[Updated 4 December, 2009: 8 Tips for Managing LinkedIn Groups via Mashable.]
[Updated 24 October, 2009: The school mentioned below opened up their alumni Group commenting as planned, and participation is steady.]
This is another of the increasingly common posts around the general theme of "We no longer control the conversation." If you're tired of hearing that, you might want to move on...I found out recently that the alumni staff at a prominent U.S. university had disabled the Discussions tab in their official alumni group on LinkedIn. I exchanged e-mail with one of the school's alumni staff members about a different topic and took the opportunity to ask about this apparent oversight.
"Why did you turn off the alumni discussions?" To me, Discussions are the sole useful feature of most LinkedIn Groups. [Sample view shown above. Click to enlarge.]
She explained that when the service launched, the subject line on the daily digests sent to Group members indicated that the email was "from" the alumni association. The VP was concerned (if I understood her explanation correctly) that alumni might think that comments posted by other alumni had actually come from the school, and that they represented some official institutional position, or that the alumni association endorsed the comments.
This concern is misguided for a few reasons, but here are five that came to mind immediately:
1) It places the Alumni Association's narrow interest above the alumni body's broad interest;
2) It doesn't give the alumni credit for understanding how these forums work, and indicates that the parent organization might not understand how they work;
3) It suggests that we can control conversations online (we can participate in discussions and sometimes even influence them, but we cannot control them);
4) It deprives alumni of one thing associations can uniquely provide via LinkedIn: a structured alumni-only forum for personal and professional interaction around topics of mutual interest – topics that matter to alumni (unlike most of the stuff we send out en masse);
5) The school mentioned above has alumni-created regional Groups on LinkedIn with the Discussion tab active, so the train has, as they say, left the station. Alumni can't tell (and don't care) whether the Group was created by alumni or the alumni office.

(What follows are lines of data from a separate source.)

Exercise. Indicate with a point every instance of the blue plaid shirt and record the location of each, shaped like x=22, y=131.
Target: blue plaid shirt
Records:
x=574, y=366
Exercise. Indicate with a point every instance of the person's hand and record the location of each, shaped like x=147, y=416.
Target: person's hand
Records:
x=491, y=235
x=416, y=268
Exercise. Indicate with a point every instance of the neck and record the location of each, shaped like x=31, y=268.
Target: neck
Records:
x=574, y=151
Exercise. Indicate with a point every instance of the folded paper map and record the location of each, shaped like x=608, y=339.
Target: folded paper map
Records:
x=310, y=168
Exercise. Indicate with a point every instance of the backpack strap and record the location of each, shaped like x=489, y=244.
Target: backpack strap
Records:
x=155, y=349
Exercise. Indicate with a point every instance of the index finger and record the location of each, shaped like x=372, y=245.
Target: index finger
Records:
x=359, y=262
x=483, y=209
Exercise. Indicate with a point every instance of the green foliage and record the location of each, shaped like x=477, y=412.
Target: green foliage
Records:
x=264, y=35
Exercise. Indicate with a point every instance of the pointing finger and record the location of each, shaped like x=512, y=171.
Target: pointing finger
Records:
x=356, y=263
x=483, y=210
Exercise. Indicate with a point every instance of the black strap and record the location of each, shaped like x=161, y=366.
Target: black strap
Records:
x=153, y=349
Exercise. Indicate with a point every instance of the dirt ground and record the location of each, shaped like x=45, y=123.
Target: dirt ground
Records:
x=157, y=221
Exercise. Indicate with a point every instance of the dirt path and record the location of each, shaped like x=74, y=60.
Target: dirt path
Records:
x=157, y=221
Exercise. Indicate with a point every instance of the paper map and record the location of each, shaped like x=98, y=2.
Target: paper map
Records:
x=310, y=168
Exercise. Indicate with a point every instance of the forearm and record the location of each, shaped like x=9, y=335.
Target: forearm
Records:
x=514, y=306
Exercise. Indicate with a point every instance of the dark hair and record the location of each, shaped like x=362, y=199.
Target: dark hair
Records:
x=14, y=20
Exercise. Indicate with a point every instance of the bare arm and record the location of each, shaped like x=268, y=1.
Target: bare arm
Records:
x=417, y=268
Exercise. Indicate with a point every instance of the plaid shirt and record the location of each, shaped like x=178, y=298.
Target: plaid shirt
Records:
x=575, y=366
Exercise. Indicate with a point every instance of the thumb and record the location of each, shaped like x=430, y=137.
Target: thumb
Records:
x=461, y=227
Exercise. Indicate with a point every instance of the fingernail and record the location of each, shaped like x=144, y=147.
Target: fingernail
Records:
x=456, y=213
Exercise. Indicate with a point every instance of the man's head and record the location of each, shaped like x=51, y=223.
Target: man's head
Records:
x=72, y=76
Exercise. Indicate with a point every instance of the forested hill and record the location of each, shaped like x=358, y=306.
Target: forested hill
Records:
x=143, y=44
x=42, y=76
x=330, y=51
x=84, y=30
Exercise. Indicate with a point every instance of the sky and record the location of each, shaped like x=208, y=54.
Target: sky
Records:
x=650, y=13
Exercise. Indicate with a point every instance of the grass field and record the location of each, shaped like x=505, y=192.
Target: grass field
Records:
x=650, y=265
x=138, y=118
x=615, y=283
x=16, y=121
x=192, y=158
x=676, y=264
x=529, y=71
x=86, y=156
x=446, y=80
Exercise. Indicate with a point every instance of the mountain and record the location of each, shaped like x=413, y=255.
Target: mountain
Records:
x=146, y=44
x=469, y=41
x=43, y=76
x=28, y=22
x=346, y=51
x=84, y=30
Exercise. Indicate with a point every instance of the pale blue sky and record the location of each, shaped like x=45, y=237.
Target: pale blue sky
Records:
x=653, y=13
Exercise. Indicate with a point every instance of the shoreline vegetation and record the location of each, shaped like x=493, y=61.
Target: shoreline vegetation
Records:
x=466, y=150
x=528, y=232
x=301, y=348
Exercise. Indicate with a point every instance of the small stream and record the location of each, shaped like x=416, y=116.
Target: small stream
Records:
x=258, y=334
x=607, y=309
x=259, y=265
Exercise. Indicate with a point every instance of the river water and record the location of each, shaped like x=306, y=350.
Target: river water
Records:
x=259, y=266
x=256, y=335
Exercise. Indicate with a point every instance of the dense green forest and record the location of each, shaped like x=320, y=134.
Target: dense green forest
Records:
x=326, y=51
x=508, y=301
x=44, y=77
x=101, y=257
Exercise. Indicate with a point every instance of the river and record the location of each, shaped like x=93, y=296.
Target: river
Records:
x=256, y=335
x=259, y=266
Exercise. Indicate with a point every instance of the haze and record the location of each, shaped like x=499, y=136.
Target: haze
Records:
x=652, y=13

There are also active Yahoo! Groups for alumni of the same school, where discussion is the sole purpose and function of the service. Again, these are created and run by alumni, so there's a complete mismatch between the school's traditional, top-down control model and the organic bottom-up inclusive model used by the alumni the school wants to serve.
Bottom line, to me this is a good reminder to keep asking "How can we help alumni solve their problems and how can we serve their needs?"
Does your school have an official LinkedIn Group? Do you have Discussions disabled? If so, why?